Ever since Kant and Hegel, the notion of autonomy—the idea that we are beholden to no law except one we impose upon ourselves—has been considered the truest philosophical expression of human freedom. But could our commitment to autonomy, as Theodor Adorno asked, be related to the extreme evils that we have witnessed in modernity? In
Autonomy after Auschwitz, Martin Shuster explores this difficult question with astonishing theoretical acumen, examining the precise ways autonomy can lead us down a path of evil and how it might be prevented from doing so.
Shuster uncovers dangers in the notion of autonomy as it was originally conceived by Kant. Putting Adorno into dialogue with a range of European philosophers, notably Kant, Hegel, Horkheimer, and Habermas—as well as with a variety of contemporary Anglo-American thinkers such as Richard Rorty, Stanley Cavell, John McDowell, and Robert Pippin—he illuminates Adorno’s important revisions to this fraught concept and how his different understanding of autonomous agency, fully articulated, might open up new and positive social and political possibilities. Altogether,
Autonomy after Auschwitz is a meditation on modern evil and human agency, one that demonstrates the tremendous ethical stakes at the heart of philosophy.
Martin Shuster is chair of the Department of Philosophy and Religious Studies at Avila University in Kansas City, MO and is cofounder of the Association for Adorno Studies.
Autonomy after Auschwitzis an exceptionally strong and interesting work. Shuster productively relates Adorno both to German idealism and to contemporary analytic philosophy, opening up Adorno’s work and engaging it from perspectives that reveal unexpected nuances and invite further reflection and exploration. The result is a highly original and pathbreaking work that will appeal not only to Adorno scholars but a range of readers in social theory and philosophy.”
— Espen Hammer, Temple University
“In this elegantly crafted book, Shuster demonstrates, compellingly, that the core of modern reason is a claim to be radically autonomous: fully detached from the natural world and fully self-determining. Such a reason, Adorno argues, will be self-defeating, leading to the dissolution of the very form of subjectivity it promises. Shuster thus shows what no one has argued previously: that at the center of Adorno’s critical enterprise is an argument about the nature of autonomy, agency, and practical reason.
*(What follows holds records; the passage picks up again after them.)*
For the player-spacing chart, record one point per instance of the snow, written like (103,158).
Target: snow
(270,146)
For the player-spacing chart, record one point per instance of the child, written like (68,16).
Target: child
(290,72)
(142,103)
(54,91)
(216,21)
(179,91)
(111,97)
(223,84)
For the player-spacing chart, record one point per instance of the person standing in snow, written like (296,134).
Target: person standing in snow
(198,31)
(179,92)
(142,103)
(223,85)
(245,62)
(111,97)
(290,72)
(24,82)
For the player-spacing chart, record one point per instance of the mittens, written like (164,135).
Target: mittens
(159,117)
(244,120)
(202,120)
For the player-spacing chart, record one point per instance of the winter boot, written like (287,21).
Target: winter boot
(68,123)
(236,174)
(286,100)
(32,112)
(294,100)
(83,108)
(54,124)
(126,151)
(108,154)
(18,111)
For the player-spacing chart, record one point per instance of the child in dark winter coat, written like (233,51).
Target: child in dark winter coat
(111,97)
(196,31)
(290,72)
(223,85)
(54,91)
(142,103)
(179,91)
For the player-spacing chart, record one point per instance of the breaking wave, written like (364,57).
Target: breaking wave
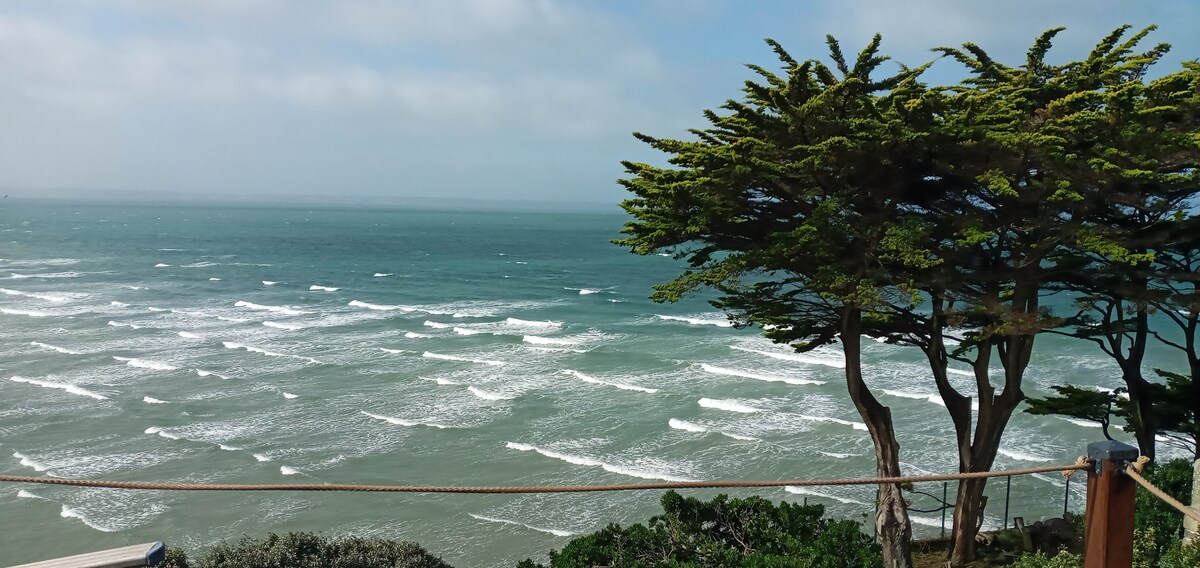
(619,386)
(592,462)
(53,347)
(735,372)
(286,311)
(52,384)
(727,405)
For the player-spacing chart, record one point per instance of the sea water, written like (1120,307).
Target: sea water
(273,345)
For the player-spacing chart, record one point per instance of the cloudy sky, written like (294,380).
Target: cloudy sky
(462,99)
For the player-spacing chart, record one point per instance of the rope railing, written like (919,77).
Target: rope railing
(1134,470)
(531,489)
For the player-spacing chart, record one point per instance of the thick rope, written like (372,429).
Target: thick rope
(1134,471)
(535,489)
(1080,461)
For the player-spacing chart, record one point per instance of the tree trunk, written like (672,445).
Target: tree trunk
(892,518)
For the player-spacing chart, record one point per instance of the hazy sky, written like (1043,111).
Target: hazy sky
(477,99)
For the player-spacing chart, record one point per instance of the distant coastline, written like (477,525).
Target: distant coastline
(281,201)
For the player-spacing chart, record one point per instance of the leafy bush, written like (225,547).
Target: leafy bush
(1152,515)
(309,550)
(1180,556)
(745,532)
(1039,560)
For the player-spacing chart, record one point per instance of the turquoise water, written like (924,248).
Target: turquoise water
(418,347)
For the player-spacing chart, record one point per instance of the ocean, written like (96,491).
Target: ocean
(274,345)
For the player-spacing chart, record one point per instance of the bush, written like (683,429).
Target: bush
(1163,524)
(309,550)
(1039,560)
(745,532)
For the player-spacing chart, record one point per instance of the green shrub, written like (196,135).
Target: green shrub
(1039,560)
(309,550)
(1163,524)
(1180,556)
(723,532)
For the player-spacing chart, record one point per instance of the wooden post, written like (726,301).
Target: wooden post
(1108,525)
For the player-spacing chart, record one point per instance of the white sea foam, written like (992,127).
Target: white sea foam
(597,381)
(145,364)
(285,310)
(735,372)
(161,432)
(514,321)
(588,461)
(685,425)
(35,296)
(52,384)
(25,312)
(401,422)
(46,275)
(856,425)
(1080,422)
(796,357)
(231,345)
(540,340)
(69,513)
(465,359)
(904,394)
(30,462)
(379,306)
(489,395)
(835,455)
(53,347)
(696,321)
(1020,455)
(726,405)
(557,532)
(802,490)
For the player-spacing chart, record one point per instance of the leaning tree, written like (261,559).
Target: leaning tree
(786,205)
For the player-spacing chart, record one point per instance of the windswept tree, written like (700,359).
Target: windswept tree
(1138,144)
(785,205)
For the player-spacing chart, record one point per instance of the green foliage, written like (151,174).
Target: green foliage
(309,550)
(1180,556)
(1158,524)
(1041,560)
(723,532)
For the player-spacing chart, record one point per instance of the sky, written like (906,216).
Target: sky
(514,100)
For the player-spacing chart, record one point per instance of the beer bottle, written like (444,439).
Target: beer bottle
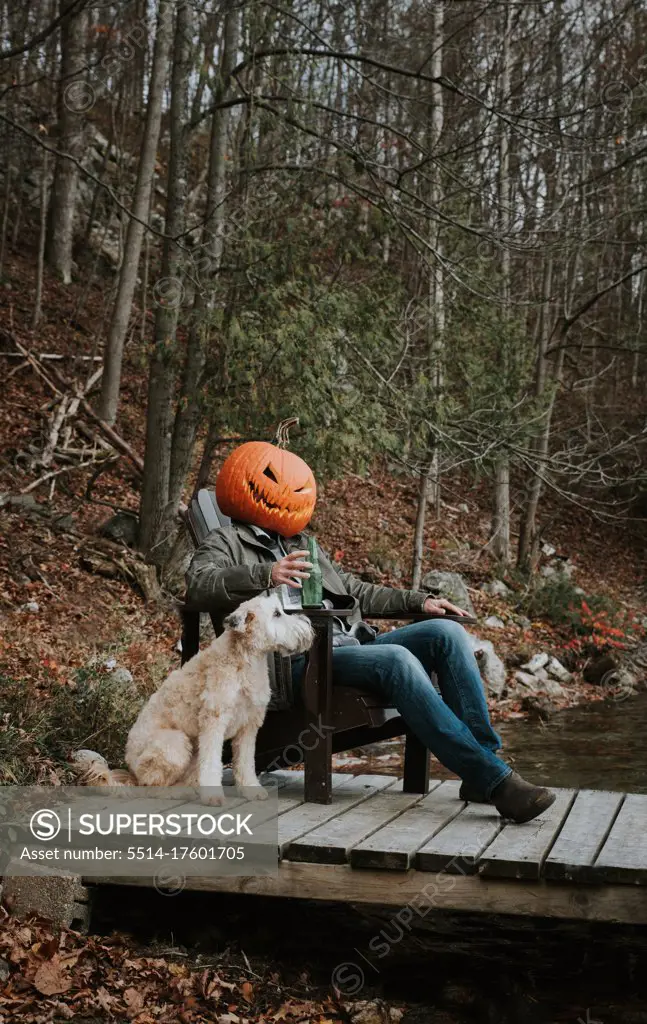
(312,592)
Shuster has provided an incisive addition to our understanding of these topics that confronts traditional accounts, especially in Kant and Hegel, with Adorno’s reflections on how human action must be shaped, motivated, and elicited from a world of suffering from which we cannot avert our eyes.”
— J. M. Bernstein, New School for Social Research
“Shuster offers us a fresh and interesting interpretation of the key elements in Adorno’s thought. He perceptively steers us through the tangle of Adorno’s attempt to combine classical German thought with contemporary social concerns.”
— Terry Pinkard, Georgetown University
“Shuster claims to have ‘reconstructed a formal model for understanding ourselves as agents.’ This reconstructed model replaces the traditional model of ethical action—in which intention and choice are paramount—with a jointly Adornian and Cavellian one, in which moral action is solicited from within interpersonally situated forms of life and experience. Shuster has developed this model with care and makes careful interventions into the reading of some major figures in developing it. Throughout, the claims advanced are convincingly and helpfully situated in relation to recent scholarship within both Anglophone philosophy and the European post-Kantian tradition. As the author himself notes, this reconstructed position stands in need of further elaboration. But Shuster does more than enough to suggest that this would be a task worth undertaking.”
— Notre Dame Philosophical Reviews
“A series of intricate investigations of autonomy in modern and contemporary philosophy. The chapter on ‘negative dialectics,’ which forms the core of the book, is outstanding. . . . Shuster does excellent work in bringing Adorno into contemporary philosophical discussion.”